So I can't keep a secret about myself worth a darn! If you're friends with me on Facebook then you already know this, but I got a job as a receptionist with Weight Watchers!!!!! I am being hired a little early as I have not yet reached my goal weight but I have six months to take the remaining weight off and now I have tons of motivation to do so because this job has been a dream for a while now. I will start as a receptionist and once I have reached lifetime membership we may discuss going into a meeting leader role!
I mentioned at the beginning of the new year that I had some goals for 2011 but that I didn't want to share them until they happened so that people weren't asking me why I hadn't accomplished them. Well, working for WW was a goal for 2011 and achieving that within the first month of the new year has me pretty energized for what the rest of the year may hold!

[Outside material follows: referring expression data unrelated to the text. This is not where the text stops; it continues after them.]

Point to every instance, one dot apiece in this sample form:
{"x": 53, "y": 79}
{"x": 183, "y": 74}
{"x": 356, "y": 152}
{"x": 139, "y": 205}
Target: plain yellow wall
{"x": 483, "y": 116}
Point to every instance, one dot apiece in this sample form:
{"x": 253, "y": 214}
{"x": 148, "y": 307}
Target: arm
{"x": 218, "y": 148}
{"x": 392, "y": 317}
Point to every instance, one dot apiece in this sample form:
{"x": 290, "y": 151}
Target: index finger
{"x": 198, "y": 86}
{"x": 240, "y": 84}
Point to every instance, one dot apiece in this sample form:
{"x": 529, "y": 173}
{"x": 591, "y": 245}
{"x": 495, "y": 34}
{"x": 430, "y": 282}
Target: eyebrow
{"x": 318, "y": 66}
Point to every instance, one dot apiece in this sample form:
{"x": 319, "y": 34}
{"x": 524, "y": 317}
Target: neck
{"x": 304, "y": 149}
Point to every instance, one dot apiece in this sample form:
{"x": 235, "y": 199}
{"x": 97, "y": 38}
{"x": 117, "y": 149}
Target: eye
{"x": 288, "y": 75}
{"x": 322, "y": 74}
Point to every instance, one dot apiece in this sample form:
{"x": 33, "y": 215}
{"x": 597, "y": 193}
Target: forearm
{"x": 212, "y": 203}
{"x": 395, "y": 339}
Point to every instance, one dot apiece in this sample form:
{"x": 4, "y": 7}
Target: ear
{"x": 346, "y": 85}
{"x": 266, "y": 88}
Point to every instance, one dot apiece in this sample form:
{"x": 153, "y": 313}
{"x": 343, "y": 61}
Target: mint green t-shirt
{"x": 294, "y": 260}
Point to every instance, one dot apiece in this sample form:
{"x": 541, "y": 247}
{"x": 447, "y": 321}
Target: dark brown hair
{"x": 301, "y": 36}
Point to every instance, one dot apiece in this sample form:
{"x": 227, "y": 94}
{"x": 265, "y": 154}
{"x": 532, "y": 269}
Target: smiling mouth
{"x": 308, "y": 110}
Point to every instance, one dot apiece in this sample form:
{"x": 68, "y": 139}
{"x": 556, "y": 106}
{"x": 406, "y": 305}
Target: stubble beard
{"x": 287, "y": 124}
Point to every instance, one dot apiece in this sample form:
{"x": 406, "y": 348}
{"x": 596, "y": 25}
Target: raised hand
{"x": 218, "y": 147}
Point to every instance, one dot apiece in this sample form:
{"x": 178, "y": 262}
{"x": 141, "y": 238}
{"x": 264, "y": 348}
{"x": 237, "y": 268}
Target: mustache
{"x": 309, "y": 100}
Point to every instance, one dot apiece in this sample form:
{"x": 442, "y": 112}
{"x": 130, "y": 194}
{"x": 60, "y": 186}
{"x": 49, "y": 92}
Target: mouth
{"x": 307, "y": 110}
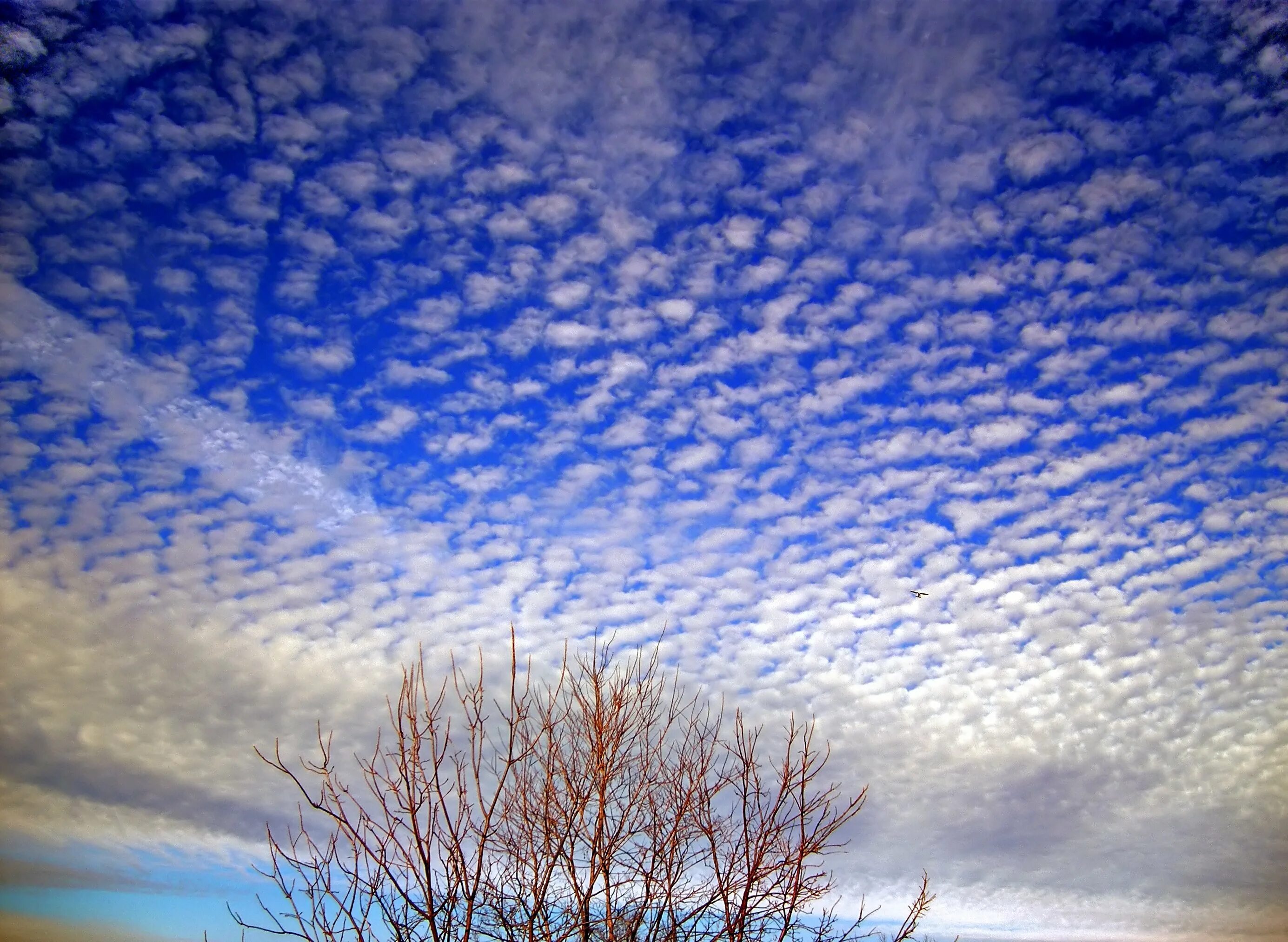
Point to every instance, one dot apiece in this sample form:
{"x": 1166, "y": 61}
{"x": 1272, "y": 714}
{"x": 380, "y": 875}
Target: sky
{"x": 329, "y": 330}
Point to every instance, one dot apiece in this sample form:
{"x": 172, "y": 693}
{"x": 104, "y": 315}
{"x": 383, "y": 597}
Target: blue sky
{"x": 329, "y": 330}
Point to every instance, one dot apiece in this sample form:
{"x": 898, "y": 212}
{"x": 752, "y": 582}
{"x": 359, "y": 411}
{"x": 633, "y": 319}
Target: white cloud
{"x": 1042, "y": 154}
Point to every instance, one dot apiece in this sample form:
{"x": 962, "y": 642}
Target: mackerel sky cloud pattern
{"x": 329, "y": 330}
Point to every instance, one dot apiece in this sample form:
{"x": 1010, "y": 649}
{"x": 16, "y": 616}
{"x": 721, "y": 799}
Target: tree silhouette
{"x": 606, "y": 804}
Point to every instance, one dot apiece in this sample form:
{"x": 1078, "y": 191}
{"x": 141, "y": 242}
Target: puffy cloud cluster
{"x": 327, "y": 337}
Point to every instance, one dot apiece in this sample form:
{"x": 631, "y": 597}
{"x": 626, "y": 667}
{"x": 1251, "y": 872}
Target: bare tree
{"x": 604, "y": 806}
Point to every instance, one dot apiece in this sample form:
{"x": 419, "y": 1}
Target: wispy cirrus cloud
{"x": 322, "y": 343}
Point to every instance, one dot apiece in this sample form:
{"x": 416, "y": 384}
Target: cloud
{"x": 333, "y": 337}
{"x": 1042, "y": 154}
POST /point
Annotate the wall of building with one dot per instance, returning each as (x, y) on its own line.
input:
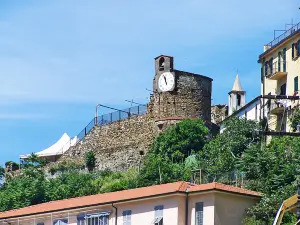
(219, 208)
(252, 111)
(119, 145)
(292, 67)
(143, 211)
(231, 209)
(208, 208)
(218, 113)
(190, 98)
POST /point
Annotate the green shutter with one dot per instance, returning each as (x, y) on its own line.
(284, 59)
(279, 62)
(199, 213)
(296, 84)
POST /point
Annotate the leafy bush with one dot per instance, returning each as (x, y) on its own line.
(90, 160)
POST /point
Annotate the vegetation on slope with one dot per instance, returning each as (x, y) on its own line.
(234, 157)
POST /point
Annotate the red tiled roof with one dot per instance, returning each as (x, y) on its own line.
(223, 187)
(119, 196)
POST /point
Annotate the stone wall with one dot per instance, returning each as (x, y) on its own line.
(119, 145)
(190, 98)
(218, 113)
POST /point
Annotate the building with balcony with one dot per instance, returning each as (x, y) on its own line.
(179, 203)
(280, 68)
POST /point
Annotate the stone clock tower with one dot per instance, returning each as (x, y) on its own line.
(178, 94)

Now, I'm a broke college student right now so any money coming in will be nice, but I'm not going to get rich with WW. But, I believe in this program so much that I'd do this even if they weren't going to pay me. When I was asked why I want to work for WW I had more answers than she probably needed. There is no limit to the good things I can say about this program and how I feel now. Part of working for them is keeping myself accountable. If I have to keep myself at a healthy weight to stay employed, then there is a lot of motivation to stay on track. But way more important that that is that I want to get others to where I am! I want others to see how much better they will feel and how much they can do that they probably never thought they could. If someone suggested a year ago that I'd be running now, I'd have asked them what was chasing me. I had resigned myself to being overweight and had so many excuses for staying that way that I never would have guessed I'd be over 50 pounds lighter and working for the company who helped me get there.
So, if you're thinking at all about this program please let me know! Ask me questions, come to a meeting with me! I want everyone to be as happy with themselves as I am now!